I want to build a data structure where there can be multiple fields, but only one of the selected few fields can be set, otherwise an error is raised when other than 1 is set.

Here is what I want to to behave like.

from typing import Optional
from pydantic import BaseModel


class BasicSpec(BaseModel):
    ...


class ComplexSpec(BaseModel):
    ...


class Spec(BaseModel):
    title: str
    basic_spec: Optional[BasicSpec] = None
    complex_spec: Optional[ComplexSpec] = None

    def __init__(self, **kwargs: "Spec"):
        union_fields = ["basic_spec", "complex_spec"]
        r = len([k for k, v in kwargs.items() if k in union_fields and v is not None])
        if r > 1:
            raise ValueError(f"Given more than one union fields: {union_fields}")
        elif r < 1:
            raise ValueError(f"Spec must have one of union fields: {union_fields}")

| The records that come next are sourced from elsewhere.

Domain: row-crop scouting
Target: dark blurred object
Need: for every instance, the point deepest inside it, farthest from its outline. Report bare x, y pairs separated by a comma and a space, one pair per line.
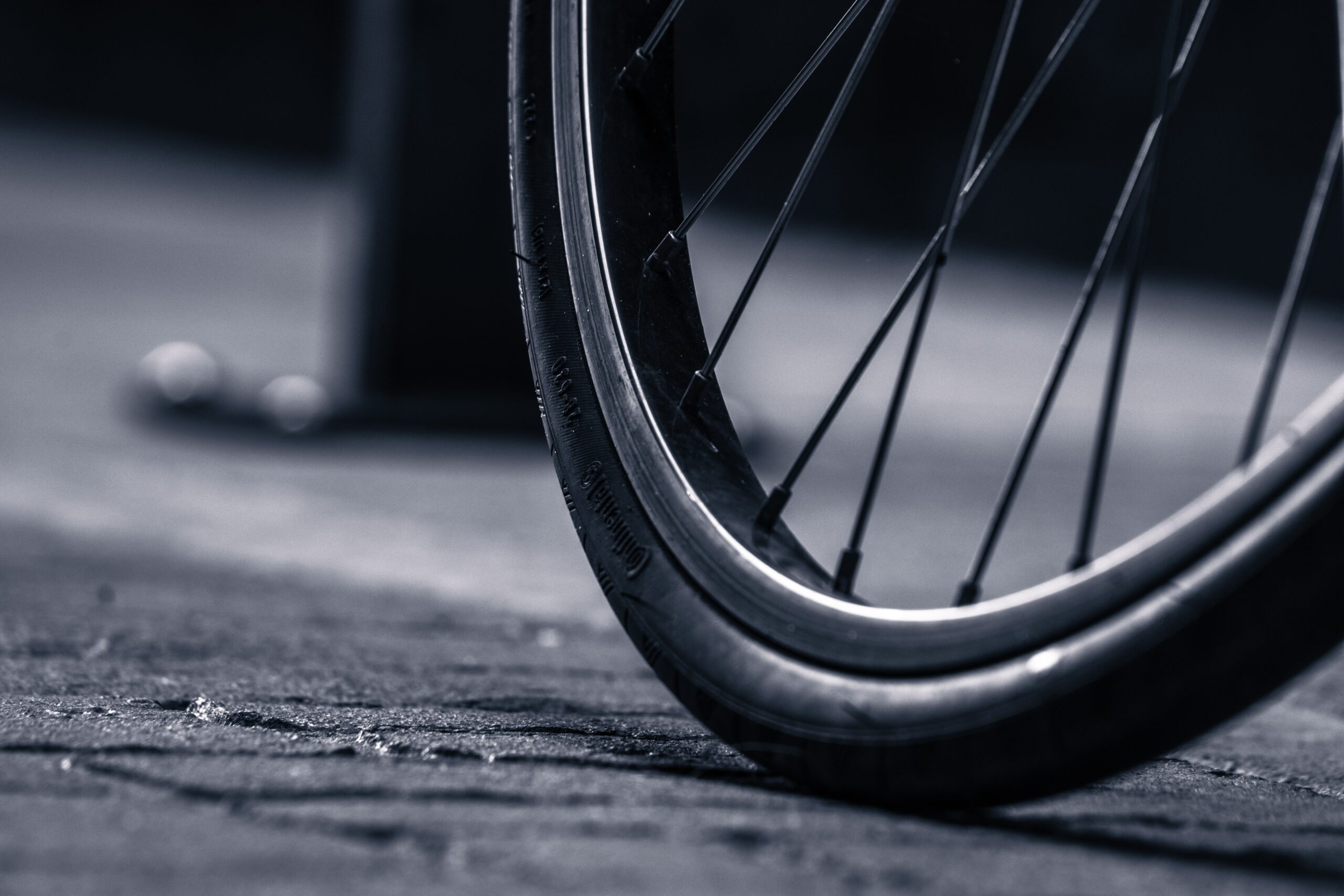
257, 75
414, 92
437, 327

        super().__init__(**kwargs)

# Fail cases
# s = Spec(title="Test 1", basic_spec=BasicSpec(), complex_spec=ComplexSpec())
# s = Spec(title="Test 1")

# Happy path / Expected behavior
s = Spec(title="Test 1", basic_spec=BasicSpec())
print(s.json(exclude_unset=True))
# Expected results
# {"title": "Test 1", "basic_spec": {}}

Here the data class requires only one of the union fields (basic_spec, complex_spec) to be set.

I created this solution, but I’m wondering if there is a built-in way in the library or a feature in other libraries.

Asked By: Gny

||

Answers:

This simple thing would be to just have one spec that is a Union[BasicSpec, ComplexSpec]. I’m assuming for some reason that isn’t feasible in your use case.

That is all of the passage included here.